Bashyam Anant, Senior Director, Product Management, Sumo Logic
Wednesday, May 18: 11:45 a.m. - 12:30 p.m.
A single view of the customer, powered by AI and ML, can help identify fraud, personalize recommendations, and contribute to outstanding customer care encounters.
With the advent of omnichannel, leveraging customer data has become paramount. In a behemoth such as Walmart, each customer’s identity exists as a silo rather than a single customer from the company perspective. Handling customer data for privacy, regulations, and deprecation becomes challenging with every new ID introduced in the system. A streaming ML platform that seamlessly combines data belonging to the same customer on a single box and runs ML models, which use this data as features, leads to a single view of a customer. Brar discusses the platform (built on Kafka ecosystem) and its important aspects.
Navinder Pal Singh Brar, Staff Engineer, Walmart Global Tech
Wednesday, May 18: 2:00 p.m. - 2:45 p.m.
As the world becomes increasingly data-driven, AI/ML algorithms are being incorporated in most business applications.

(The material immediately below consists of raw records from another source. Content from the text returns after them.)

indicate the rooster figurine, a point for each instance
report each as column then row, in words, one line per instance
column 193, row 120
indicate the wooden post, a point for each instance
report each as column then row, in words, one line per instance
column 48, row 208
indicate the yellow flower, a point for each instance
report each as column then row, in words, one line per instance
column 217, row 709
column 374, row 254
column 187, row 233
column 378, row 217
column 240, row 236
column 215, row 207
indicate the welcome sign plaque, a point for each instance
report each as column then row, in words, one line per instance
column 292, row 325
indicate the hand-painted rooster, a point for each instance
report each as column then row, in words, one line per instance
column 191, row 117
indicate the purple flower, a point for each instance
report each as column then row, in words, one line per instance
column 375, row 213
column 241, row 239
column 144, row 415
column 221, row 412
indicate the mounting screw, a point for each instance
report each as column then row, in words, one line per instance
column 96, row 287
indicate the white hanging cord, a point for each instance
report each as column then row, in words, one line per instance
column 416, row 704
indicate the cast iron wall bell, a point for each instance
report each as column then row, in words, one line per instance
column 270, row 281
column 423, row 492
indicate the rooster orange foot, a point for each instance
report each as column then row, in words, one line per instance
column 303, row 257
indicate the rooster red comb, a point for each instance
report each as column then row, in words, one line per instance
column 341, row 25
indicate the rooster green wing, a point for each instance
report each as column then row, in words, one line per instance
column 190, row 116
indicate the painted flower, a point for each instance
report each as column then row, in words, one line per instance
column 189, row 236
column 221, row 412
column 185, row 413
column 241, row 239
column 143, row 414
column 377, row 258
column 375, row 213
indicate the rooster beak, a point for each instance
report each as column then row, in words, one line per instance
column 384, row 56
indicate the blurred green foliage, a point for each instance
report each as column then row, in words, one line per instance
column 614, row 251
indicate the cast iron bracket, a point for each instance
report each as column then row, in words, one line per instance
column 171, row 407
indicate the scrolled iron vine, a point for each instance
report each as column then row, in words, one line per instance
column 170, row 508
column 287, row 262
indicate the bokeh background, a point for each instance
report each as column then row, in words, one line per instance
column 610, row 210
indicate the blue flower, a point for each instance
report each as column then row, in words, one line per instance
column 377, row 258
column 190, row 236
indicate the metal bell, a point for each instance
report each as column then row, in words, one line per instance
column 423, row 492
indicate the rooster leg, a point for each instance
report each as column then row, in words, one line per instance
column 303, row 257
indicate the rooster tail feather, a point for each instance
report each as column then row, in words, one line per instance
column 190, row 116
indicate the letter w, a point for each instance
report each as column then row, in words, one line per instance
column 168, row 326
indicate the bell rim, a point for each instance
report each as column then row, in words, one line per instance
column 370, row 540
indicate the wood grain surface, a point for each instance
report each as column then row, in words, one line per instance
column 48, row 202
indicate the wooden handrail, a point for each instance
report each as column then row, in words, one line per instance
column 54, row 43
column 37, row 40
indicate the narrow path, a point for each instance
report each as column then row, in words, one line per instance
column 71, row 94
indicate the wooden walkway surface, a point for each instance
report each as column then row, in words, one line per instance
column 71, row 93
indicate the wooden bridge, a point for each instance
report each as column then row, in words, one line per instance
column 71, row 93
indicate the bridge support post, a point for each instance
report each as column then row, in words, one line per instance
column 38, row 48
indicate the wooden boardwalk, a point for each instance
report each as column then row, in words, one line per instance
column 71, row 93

Historically, data in AI architectures was moved to a central location to perform both model training and inference. This centralized approach is becoming untenable due to cost, performance, and privacy reasons. In this talk, Kaladhar shares his thoughts on next-generation distributed AI architectures and presents the concepts of “AI Marketplaces” and “Federated AI” to demonstrate how these concepts are an integral part of distributed AI architectures.
Kaladhar Voruganti, Senior Fellow, Technology & Architecture, Office of the CTO, Equinix
Wednesday, May 18: 3:00 p.m. - 3:45 p.m.
Putting AI to work to improve healthcare requires having technology and infrastructure coupled with the right people.
Healthcare innovators are innovators are prioritizing AI and operationalizing it for better performance, better outcomes, and better patient experience. But getting into predictive and prescriptive analytics takes many of them out of their comfort zones. Yet with every opportunity for improvement, there is a risk that organizations won’t have what it takes to successfully develop, implement, or operationalize AI. Having the technology and infrastructure for AI is not enough. Having the right people—with the technical capability and healthcare expertise—is enormously important. In this talk, Mehrotra and Fernando provide insight into strategies and plans to attract and retain the talent needed to unlock the potential of AI.